Textrl利用強化學習來微調文本生成模型。它建立在以下庫上:
gpt2 import pfrl
from textrl import TextRLEnv , TextRLActor , train_agent_with_evaluation
from transformers import AutoModelForCausalLM , AutoTokenizer
import logging
import sys
logging . basicConfig ( level = logging . INFO , stream = sys . stdout , format = '' )
checkpoint = "gpt2"
tokenizer = AutoTokenizer . from_pretrained ( checkpoint )
model = AutoModelForCausalLM . from_pretrained ( checkpoint , torch_dtype = "auto" , device_map = "auto" )
model = model . cuda ()
class MyRLEnv ( TextRLEnv ):
def get_reward ( self , input_item , predicted_list , finish ): # predicted will be the list of predicted token
reward = [ 0 ]
if finish :
reward = [ 1 ] # calculate reward score base on predicted_list
return reward
observaton_list = [{ "input" : "explain how attention work in seq2seq model" }]
env = TextRLEnv ( model , tokenizer , observation_input = observaton_list , max_length = 20 , compare_sample = 2 )
actor = TextRLActor ( env , model , tokenizer ,
act_deterministically = False ,
temperature = 1.0 ,
top_k = 0 ,
top_p = 1.0 ,
repetition_penalty = 2 )
agent = actor . agent_ppo ( update_interval = 2 , minibatch_size = 2 , epochs = 10 )

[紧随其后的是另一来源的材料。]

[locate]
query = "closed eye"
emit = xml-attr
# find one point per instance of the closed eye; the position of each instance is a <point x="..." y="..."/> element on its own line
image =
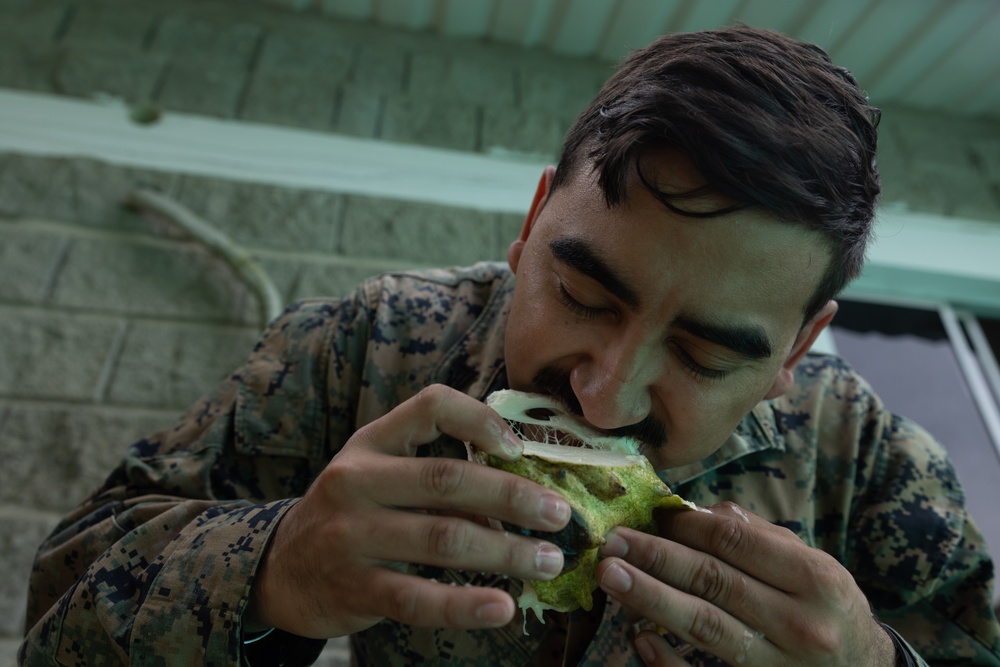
<point x="696" y="369"/>
<point x="581" y="310"/>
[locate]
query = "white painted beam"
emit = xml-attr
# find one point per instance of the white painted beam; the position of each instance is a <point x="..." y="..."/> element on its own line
<point x="915" y="255"/>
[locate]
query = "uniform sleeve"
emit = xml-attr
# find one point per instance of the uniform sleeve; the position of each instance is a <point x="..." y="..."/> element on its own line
<point x="918" y="554"/>
<point x="157" y="565"/>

print ( actor . predict ( observaton_list [ 0 ]))
train_agent_with_evaluation (
agent ,
env ,
steps = 100 ,
eval_n_steps = None ,
eval_n_episodes = 1 ,
eval_interval = 2 ,
outdir = 'bloom—test' ,
)
print ( actor . predict ( observaton_list [ 0 ]))flan-t5COLAB示例:Google/flan-t5基本
import pfrl
from textrl import TextRLEnv , TextRLActor , train_agent_with_evaluation
from transformers import AutoModelForSeq2SeqLM , AutoTokenizer
import logging
import sys
logging . basicConfig ( level = logging . INFO , stream = sys . stdout , format = '' )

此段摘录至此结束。